Young Māori Business Leaders Sought For New Sir Hugh Kawharu Foundation Fellowship
Young New Zealand Māori business leaders will be targeted by a new fellowship aimed at supporting and growing initiatives based around the development of talented Māori students.
The fellowship – a three-to-six month programme for an early to mid-career Māori leader aged between 30 and 45 – will be offered this year by the Sir Hugh Kawharu Foundation, in partnership with The University of Auckland Business School.
The Foundation works to encourage entrepreneurial skills, academic achievement, business skills and potential leadership qualities among Māori.
The inaugural recipient will have a plan of study developed for them that complements their area of specialisation, and be mentored to expose them to the best minds at the Business School, Dean Professor Greg Whittred says.

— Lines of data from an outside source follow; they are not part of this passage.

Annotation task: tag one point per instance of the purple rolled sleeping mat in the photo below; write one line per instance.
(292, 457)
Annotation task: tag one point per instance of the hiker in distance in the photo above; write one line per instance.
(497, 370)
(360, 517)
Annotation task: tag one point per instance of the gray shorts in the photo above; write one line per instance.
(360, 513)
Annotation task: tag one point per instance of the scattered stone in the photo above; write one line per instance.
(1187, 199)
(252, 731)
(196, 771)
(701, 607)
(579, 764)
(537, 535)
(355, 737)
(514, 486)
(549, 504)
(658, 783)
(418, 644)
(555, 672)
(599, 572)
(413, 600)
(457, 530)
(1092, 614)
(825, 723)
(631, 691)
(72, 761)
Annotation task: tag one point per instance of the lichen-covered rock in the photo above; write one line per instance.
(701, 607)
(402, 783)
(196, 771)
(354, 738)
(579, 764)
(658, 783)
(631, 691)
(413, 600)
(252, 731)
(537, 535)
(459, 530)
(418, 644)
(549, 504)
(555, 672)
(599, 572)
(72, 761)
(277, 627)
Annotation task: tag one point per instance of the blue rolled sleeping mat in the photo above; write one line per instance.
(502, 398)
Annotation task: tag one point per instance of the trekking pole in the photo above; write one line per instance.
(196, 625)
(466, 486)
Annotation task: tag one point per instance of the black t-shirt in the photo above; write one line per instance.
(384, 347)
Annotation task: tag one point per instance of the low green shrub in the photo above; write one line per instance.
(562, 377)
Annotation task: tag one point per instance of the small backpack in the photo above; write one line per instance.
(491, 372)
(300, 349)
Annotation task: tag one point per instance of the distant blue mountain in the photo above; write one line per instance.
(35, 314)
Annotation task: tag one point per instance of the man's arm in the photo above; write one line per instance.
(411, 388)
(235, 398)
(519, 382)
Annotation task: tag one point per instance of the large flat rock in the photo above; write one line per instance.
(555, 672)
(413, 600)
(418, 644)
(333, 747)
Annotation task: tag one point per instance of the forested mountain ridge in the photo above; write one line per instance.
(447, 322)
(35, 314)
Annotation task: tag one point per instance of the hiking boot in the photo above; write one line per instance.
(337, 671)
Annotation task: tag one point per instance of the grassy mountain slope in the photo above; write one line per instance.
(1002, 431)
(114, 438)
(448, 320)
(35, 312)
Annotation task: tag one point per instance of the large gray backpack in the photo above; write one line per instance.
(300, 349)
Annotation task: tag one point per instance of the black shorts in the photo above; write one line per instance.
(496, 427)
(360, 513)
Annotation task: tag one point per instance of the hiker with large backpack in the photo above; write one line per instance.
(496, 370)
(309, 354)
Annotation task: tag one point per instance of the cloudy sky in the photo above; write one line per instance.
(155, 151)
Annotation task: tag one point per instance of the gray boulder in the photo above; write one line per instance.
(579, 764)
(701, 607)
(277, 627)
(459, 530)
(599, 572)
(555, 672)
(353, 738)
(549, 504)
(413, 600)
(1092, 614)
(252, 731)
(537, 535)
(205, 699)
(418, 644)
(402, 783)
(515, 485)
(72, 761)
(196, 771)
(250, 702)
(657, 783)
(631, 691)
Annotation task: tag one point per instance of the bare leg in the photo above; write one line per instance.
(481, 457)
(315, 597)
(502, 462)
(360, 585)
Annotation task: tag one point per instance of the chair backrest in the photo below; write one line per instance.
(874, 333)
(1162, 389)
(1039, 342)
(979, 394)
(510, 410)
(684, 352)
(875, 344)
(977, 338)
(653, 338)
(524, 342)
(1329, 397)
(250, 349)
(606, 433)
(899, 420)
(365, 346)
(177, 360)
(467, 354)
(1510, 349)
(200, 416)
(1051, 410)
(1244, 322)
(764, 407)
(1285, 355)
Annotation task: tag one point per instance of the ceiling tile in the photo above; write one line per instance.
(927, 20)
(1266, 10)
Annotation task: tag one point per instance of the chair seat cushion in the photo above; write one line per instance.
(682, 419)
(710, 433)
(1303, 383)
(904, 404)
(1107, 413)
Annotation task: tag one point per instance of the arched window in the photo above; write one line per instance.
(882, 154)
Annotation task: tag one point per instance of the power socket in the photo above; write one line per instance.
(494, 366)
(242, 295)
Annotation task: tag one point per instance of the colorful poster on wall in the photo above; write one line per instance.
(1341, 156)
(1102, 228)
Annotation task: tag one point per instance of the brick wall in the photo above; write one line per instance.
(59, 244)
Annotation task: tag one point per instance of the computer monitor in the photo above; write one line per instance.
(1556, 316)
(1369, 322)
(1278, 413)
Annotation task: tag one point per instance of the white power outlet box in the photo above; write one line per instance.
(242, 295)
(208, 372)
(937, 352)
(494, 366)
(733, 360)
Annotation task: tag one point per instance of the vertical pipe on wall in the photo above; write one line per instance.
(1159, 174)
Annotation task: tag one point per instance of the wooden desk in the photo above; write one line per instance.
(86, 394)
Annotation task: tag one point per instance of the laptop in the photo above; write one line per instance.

“We are very keen that the first recipient breaks the ground for future Fellows by engaging with the student body, and helping to support and grow our initiatives that are specifically pointed at developing our talented and valuable Māori students,” he says.
The Fellow may take part in the MBA curriculum, Leadership Institute programmes, short courses and the executive programme, as well as benefit from an academic mentor who will help navigate the learning journey, Professor Whittred says.
The Foundation, named after the distinguished academic and paramount chief of Ngāti Whātua, is a charitable trust established to provide opportunities for rising Māori students, businesspeople and tribal leaders, and sets new horizons for the coming generations.
Sir Hugh, a geology and physics graduate from The University of Auckland, also gained an MA in anthropology from Cambridge University, and a MLitt and DPhil in anthropology from Oxford University over a distinguished career.
Between 1985 and 1993, he was professor of Māori Studies and head of the University’s Department of Anthropology, where he directed the building of the Waipapa Marae. He was named an emeritus professor after he retired.
A representative on the Waitangi Tribunal, Sir Hugh served on the Royal Commission of the Courts, the New Zealand Māori Council and the Board of Māori Affairs, and was New Zealand’s delegate to UNESCO and a consultant to the United Nations Economic and Social Council.
He was knighted in 1989 and appointed a member of the Order of New Zealand in 2002. He died four years later.
Applications for the Sir Hugh Kawharu Foundation Fellowship for 2012 will be open until 31 May 2012.